On cloud nine

Cabot woman flies to the top

Lynn Baxter of Cabot recently received the National Agricultural Aviation Association’s Most Active Woman Award at the association’s national conference in Reno, Nev.
Lynn Baxter of Cabot recently received the National Agricultural Aviation Association’s Most Active Woman Award at the association’s national conference in Reno, Nev.

When Lynn Baxter of Cabot started flying agricultural planes in 2004, she had no idea she would earn a national award.

In early December, she received the National Agricultural Aviation Association’s Most Active Woman Award, which recognizes an outstanding contribution by a woman who is active in the affairs of the industry or the association.

The award was presented to her at the National Agricultural Aviation Association’s National Conference in Reno, Nev.

She works at WRK of Arkansas LLC. in Lonoke, where she is an engineering technician. She didn’t begin her career actually flying planes.

“I got a degree in agricultural business with an emphasis in plant science from [Arkansas State University-Beebe],” Baxter said. “Then I went to work at the

Arkansas State Plant Board in the pesticide division, and that’s where I met my boss, [Dennis Gardisser].”

Baxter said Gardisser conducted training for the plant board, and he offered her some part-time work with the University of Arkansas Cooperative Extension Service, where he was the head of the biological and agricultural engineering department.

“Then I worked for him full time at the University of Arkansas Extension Service in the biology and engineering department,” Baxter said. “When I was working for him, I always wanted to fly.”

Baxter said Gardisser did two tours of duty in Vietnam and flew helicopters while he was there.

“He’s a very smart man,” she said.

Gardisser trained Baxter to become a pilot, and she was his first student.

At WRK of Arkansas, Baxter said, the company holds clinics for pilots and planes from across the state and around the world.

“We work in eight countries,” she said. “We just picked up our eighth country, Egypt. We are going to Egypt to work for a couple of weeks, and they grow a lot of rice.”

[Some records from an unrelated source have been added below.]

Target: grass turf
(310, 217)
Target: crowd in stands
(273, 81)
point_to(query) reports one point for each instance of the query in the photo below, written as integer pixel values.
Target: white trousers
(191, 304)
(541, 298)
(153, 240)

There are only four agricultural planes in Egypt, Baxter said.

“[Our company] does aerial spraying and fertilizer application,” she said. “We measure the droplet size [of pesticides].”

The company measures the height, speed and pesticide droplet size a plane needs to use to penetrate the canopy of a crop, Baxter said.

“We do a lot of work in Costa Rica with the banana growers like Dole and Del Monte, but we don’t just do work for agricultural planes.”

She said she got to assist on a mission where her company worked on the Gulf oil spill.

“We went to Miami to put nozzles on a Douglas DC-6 [plane] for oil-spill recovery,” she said.

Baxter said she enjoys her job flying planes because she’s not stuck at a desk all day.

“I can be in so many different places in one day,” she said.